String break

Problem description:

Given a String and a dictionary of words, write a program that returns true if the given string can be formed by concatenating one or more of the words in the dictionary, eg.

Given the string S = “algorithmstuff”

and the dictionary dic = {“algorithm”, “stuff”}

Our function must return true since S can be formed by concatenating “algorithm” + “stuff”

but given S = “algorithmstuffisgood”

and dic = {“algorithms”, “good”, “stuff”} must return false since there’s no way to build S from the strings in the dictionary.

Solution

This is a very good problem for a programming interview since it has one “lazy solution” which is very inefficient but it can be converted to a very fast algorithm with just a simple modification, so you could think about the most obvious solution even if it’s slow and once you got a working solution you can think about how to improve it.

This problem is clearly a good candidate for a recursive solution, for each recursive call the idea is to start checking if the first character is in our dictionary, if so, we call the function recursively but now with string S starting with the next character, otherwise we check if the first two characters form a valid word and so on, for instance:

S = “hithere”

dic = { “there”, “hi”}

We start with the string “hithere” at index 0, so we check if the substring “h” is a valid word, since it’s not we continue now with the next character which is “i”, now we check if the substring “hi” is a valid word in the dictionary, it is so we know that “hi” can be formed by concatenating one or more words of the dictionary so we now call the function recursively but starting with the next index which is 2, so now we are gonna have the same function with the substring “there”, we are gonna stop when we reach the end of the string S.

This is basically a DFS algorithm (http://en.wikipedia.org/wiki/Depth-first_search) , here the code:


public boolean stringBreak(String s, Set<String> dict) {
    return dfs(s, 0, dict);
}
boolean dfs(String s, int i, Set<String> dict)
{
    if(dict.contains(s.substring(i)))
        return true;

    for(int j = i; j < s.length(); ++j)
        if(dict.contains(s.substring(i, j + 1)))
            if(dfs(s, j + 1, dict, set)) return true;

    return false;
}

The solution above works! but it’s too slow since there are many overlapping calls (it does the same thing many times), let me show you with an example:

let’s say we have the string S = “helloworld”

and dict = {“he”, “e”, “h”}

Our recursive function is gonna build a tree like this:


                       helloworld

                   /                \

           h-elloworld           he-lloworld

                |

           e-lloworld

As you can see the substring “lloworld” is gonna be computed two times and the result is gonna be the same, the problem here is that we could end up with too many overlapping calls which would be a waste of time.

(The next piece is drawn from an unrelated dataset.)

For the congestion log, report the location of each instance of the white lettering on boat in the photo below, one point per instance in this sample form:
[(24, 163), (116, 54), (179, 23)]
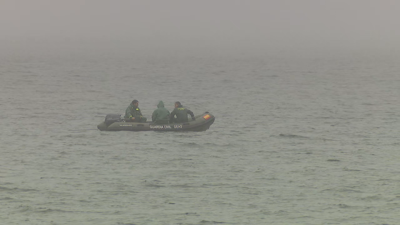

So, how can we avoid overlapping calls?

The solution is to have a record of which substrings we have already computed so that when our function is called again for the same substring we already know the answer, this technique is called MEMOIZATION (http://en.wikipedia.org/wiki/Memoization), Here is the code that shows this optimization.


public boolean stringBreak(String s, Set<String> dict) {
    HashSet<Integer> memo = new HashSet<Integer>(); // We just need to keep track of those indexes that we have already computed and the result is false
    return dfs(s, 0, dict, memo);
 }
 boolean dfs(String s, int i, Set<String> dict, HashSet<Integer> memo)
 {
     if(dict.contains(s.substring(i)))
         return true;
     if(memo.contains(i)) // if we have already computed the result for this substring we just return the answer
         return false;
     //otherwise, compute the answer for this substring
     for(int j = i; j < s.length(); ++j)
         if(dict.contains(s.substring(i, j + 1)))
             if(dfs(s, j + 1, dict, set)) return true;

     //we just store the results for substrings which result is false
     memo.add(i);
     return false;
 }